El agua resbalaba sobre sus enmarañadas ramas, su grueso tronco, verde mohoso y lleno de sombras, se elevaba y extendía vertiginosamente en el espacio colmado de maleza. Era un árbol siniestro, lleno de rostros informes que me sonreían, yo sentía temor al verlo.
La lluvia mojaba mi rostro e intentaba serrarme los ojos con sus afiladas gotas. Mientras, yo seguía allí, observándolo, sin escatimar en tiempo, llegado de algún sitio que no me importaba, como si mi memoria se hubiese borrado. De pronto solo me encontré plantado en el suelo como aquel viejo árbol en la inmensidad del bosque, con no más que el murmullo de la lluvia y el ruido de las criaturas nocturnas. Crujían sus largas ramas que como brazos se movían. El viento era consiente de mis temores y jugaba con mi mente.

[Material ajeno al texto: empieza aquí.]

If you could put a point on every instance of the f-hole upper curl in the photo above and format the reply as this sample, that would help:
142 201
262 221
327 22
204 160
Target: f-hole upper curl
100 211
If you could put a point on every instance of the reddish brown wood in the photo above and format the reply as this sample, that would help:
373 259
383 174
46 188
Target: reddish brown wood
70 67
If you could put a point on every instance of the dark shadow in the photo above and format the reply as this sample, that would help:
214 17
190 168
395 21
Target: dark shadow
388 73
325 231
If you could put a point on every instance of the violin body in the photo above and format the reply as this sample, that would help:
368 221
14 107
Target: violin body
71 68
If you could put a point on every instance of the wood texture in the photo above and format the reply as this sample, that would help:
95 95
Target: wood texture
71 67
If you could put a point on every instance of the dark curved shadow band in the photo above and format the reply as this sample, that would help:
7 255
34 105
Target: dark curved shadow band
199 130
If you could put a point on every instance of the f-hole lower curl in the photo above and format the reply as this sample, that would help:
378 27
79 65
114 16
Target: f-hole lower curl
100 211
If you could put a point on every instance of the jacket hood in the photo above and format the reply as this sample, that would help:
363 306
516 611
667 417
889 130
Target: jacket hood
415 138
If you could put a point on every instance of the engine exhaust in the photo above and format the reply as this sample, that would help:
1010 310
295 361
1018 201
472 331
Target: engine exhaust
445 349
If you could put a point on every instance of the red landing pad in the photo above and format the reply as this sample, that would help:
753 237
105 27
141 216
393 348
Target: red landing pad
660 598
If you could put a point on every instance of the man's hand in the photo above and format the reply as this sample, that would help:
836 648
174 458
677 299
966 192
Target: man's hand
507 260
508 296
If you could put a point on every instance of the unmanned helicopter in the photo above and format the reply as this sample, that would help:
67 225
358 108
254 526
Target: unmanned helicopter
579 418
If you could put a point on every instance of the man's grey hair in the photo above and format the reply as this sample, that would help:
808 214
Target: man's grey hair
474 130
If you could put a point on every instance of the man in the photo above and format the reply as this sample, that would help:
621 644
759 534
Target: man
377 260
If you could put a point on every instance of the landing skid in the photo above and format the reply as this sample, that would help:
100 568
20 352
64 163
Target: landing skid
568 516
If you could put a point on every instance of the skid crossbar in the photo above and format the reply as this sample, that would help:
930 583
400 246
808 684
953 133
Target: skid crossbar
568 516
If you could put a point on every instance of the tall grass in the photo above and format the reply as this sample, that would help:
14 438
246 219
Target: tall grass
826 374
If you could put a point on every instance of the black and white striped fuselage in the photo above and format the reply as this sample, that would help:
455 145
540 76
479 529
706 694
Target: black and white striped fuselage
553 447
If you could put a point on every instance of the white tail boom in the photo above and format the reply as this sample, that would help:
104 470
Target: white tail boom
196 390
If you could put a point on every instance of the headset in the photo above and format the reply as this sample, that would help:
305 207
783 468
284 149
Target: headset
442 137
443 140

Empapado y tembloroso decidí dar un paso, acercarme o huir, pero me fue imposible, mis pies ya no eran pies, mis dedos parecían haber crecido, largos muy largos, encarnados en la tierra, sentía su vivacidad, me alimentaba. Mis raíces conectaban con las suyas, como tomados de las manos. Aquella situación era desesperante, pero placentera, paresia que la selva quería reclamarme como suyo, llamándome, pero me atraía su dominio. Era un extraño sentimiento.
Han pasado muchas lunas, muchas lluvias y muchos soles, se ha transformado mi carne, se han fortalecido mis raíces. El viejo árbol murió dejándome su legado. Comprendí mi destino.
Fuerte te hace el tiempo y estas obligado a madurar, ha extender tus raíces, solo tienes que saber a que naturaleza perteneces.